Similarly convinced that the trade deal will have benefits for SADC as a whole, SADC Deputy Executive Secretary Prega Ramsamy explained that the asymmetry principle agreed between South Africa and its partners in the SADC trade protocol negotiations means that the South African "cuts in tariffs will be deeper for the SADC countries than for the EU." (The 14 SADC member states aim to gradually remove tariff and non-tariff barriers to create a free trade area; see box, page 21.)
Mr. Ramsamy also discounted fears that EU companies would be able to encroach on SADC markets by transiting goods through South Africa: SADC rules of origin specify that if more than 35 per cent of a product's inputs originate in SADC countries, the product gets preferential access to the SADC market.

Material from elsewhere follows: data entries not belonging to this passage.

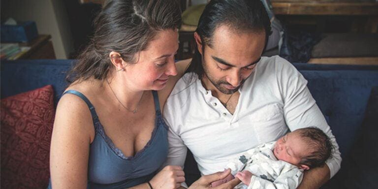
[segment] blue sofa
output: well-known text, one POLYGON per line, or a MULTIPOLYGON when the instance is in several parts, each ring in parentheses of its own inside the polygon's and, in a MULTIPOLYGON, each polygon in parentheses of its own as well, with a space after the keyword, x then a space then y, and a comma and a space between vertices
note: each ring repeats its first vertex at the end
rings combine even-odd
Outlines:
MULTIPOLYGON (((2 62, 1 98, 51 84, 56 105, 67 86, 65 76, 73 62, 69 60, 2 62)), ((378 66, 293 64, 308 80, 308 87, 336 136, 342 157, 345 159, 352 153, 351 149, 364 119, 372 89, 378 86, 378 66)), ((347 169, 346 167, 342 164, 341 171, 324 187, 340 188, 340 182, 344 179, 342 172, 347 169)), ((185 170, 188 184, 199 176, 190 153, 185 170)))

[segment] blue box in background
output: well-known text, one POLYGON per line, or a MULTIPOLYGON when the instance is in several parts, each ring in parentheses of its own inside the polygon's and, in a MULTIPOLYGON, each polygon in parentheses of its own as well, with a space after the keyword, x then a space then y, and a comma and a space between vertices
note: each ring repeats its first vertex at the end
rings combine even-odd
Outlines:
POLYGON ((20 22, 17 25, 1 24, 1 42, 28 42, 37 36, 35 22, 20 22))

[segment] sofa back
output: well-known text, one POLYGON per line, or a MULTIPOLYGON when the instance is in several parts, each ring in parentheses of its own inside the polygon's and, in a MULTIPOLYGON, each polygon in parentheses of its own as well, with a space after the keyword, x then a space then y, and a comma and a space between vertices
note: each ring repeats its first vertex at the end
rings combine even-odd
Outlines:
MULTIPOLYGON (((67 86, 65 76, 73 62, 69 60, 3 61, 1 97, 52 85, 56 104, 67 86)), ((344 158, 355 140, 372 88, 378 86, 378 66, 293 64, 308 81, 309 89, 344 158)), ((192 170, 187 169, 189 172, 186 173, 198 175, 193 161, 188 153, 186 163, 190 166, 187 167, 192 170)))
POLYGON ((56 105, 67 86, 65 75, 73 63, 71 60, 2 61, 1 98, 52 85, 56 105))

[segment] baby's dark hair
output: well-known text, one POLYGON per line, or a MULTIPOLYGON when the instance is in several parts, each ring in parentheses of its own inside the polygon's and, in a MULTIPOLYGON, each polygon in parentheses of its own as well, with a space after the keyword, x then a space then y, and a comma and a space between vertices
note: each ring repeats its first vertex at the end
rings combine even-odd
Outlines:
POLYGON ((316 127, 300 128, 298 131, 307 142, 309 148, 314 149, 309 155, 303 157, 299 164, 306 165, 310 168, 324 165, 325 161, 331 157, 334 148, 329 137, 316 127))

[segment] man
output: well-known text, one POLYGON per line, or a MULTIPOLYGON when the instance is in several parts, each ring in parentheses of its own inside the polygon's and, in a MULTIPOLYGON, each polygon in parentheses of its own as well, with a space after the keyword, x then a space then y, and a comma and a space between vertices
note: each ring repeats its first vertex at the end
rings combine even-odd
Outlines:
POLYGON ((326 165, 305 172, 299 188, 318 188, 339 170, 338 145, 307 81, 284 59, 261 57, 270 30, 259 0, 206 6, 194 33, 197 49, 165 106, 166 164, 183 166, 188 147, 201 174, 212 174, 241 152, 315 126, 335 148, 326 165))

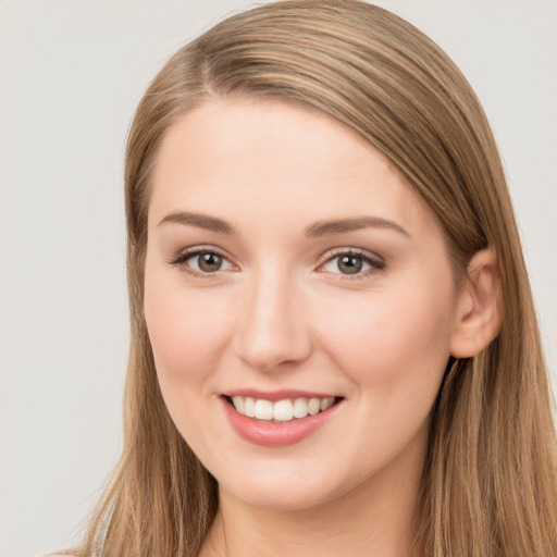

And certain bilateral agreements between South Africa and other SADC countries specify a threshold lower than 35 per cent. "It may be that those companies with a very high component of foreign imports won't meet the 35 per cent value-added [threshold] and might have problems penetrating the market," he surmised.
Describing SADC countries' concerns over the EU-South Africa trade deal as "legitimate," an April 1999 study by the South Africa Foundation nevertheless predicts that signature of the SADC trade protocol "will go a long way to providing equal access for products from SADC countries to the South African market." Moreover, the study says the EU-South Africa trade agreement may give an impetus to signing of the SADC trade protocol.
Mr. Hidipo Hamutenya, Namibia's Minister of Trade, shares this view: "There was really no sense of urgency [to trade liberalization in South Africa]. But now that South Africa is focused on the free trade agreement with the EU, they will have the opportunity to speed up the SADC protocol."
If South Africa responds to pressure induced by trade liberalization by acquiring technology to improve competitiveness, then this technology acquisition also will likely penetrate the rest of the SADC market, adds Mr. Ramsamy. "I think it's important in the context of globalization that we should use the region as a stepping stone to the global market, and this is where the South Africa-EU free trade pact comes in."